Muslim leaders question evidence behind counter-terrorism raids

5752996-3x2-700x467By Stephanie Smail,

Muslim leaders say questions are mounting about what evidence police had to justify yesterday’s massive anti-terrorism raids in Sydney and Brisbane.

Australia’s largest Muslim organisations have issued joint response to yesterday’s raids, urging calm.

It followed a rally in the Sydney suburb of Lakemba, in response to what has been described as police brutality during the operation.

Lebanese Muslim Association head Samier Dandan said leaders are trying to maintain calm and wait for the facts to surface.

“Once those facts are made available that’s when the community can be in a much better position to decide whether this is something that had to be done in order to protect the safety of all Australians,” Mr Dandan said.

“Or what I fear and I’m very much concerned about even on that notion, if this was basically a move based on chatter. Because if that is the case then it feeds into some stories that are currently surfacing that this is purely, was a PR exercise.”

Mr Dandan said the lack of public information about the police investigation is generating community concern.

“Out of the 15 arrests for what I have been informed as of last night only one has been charged and we still don’t understand what those charges are,” he said.
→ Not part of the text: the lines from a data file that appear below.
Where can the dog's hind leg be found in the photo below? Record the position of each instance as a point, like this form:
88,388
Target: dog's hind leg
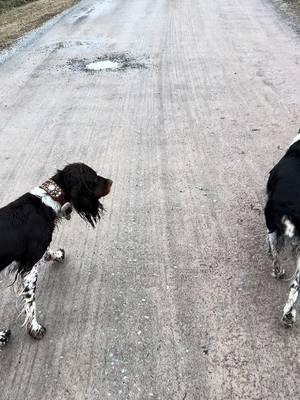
57,255
289,311
29,280
4,336
272,239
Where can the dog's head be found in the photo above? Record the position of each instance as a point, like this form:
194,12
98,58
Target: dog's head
83,188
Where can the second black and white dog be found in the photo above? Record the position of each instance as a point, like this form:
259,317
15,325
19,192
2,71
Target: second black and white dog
27,225
282,214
“So after all of these search warrants and 15 arrests, how many of those are still in custody I have no idea.

“The only information that we have is one person has been charged. So if there was such a critical surveillance taking place surely then there should have been more that should have been charged.”

He said there is some resentment in the Muslim community over the lack of information from police.

“There is resentment and in fact yesterday there was a protest in front of Lakemba station at seven o’clock by a few Muslim groups which basically highlighted that resentment,” Mr Dandan said.

“We as leaders – we are trying to remain calm, we’re trying to wait until the information becomes more available where we have facts that we can deliberate on and at this point in time we don’t, so we’re not going to get caught up in any frenzy.”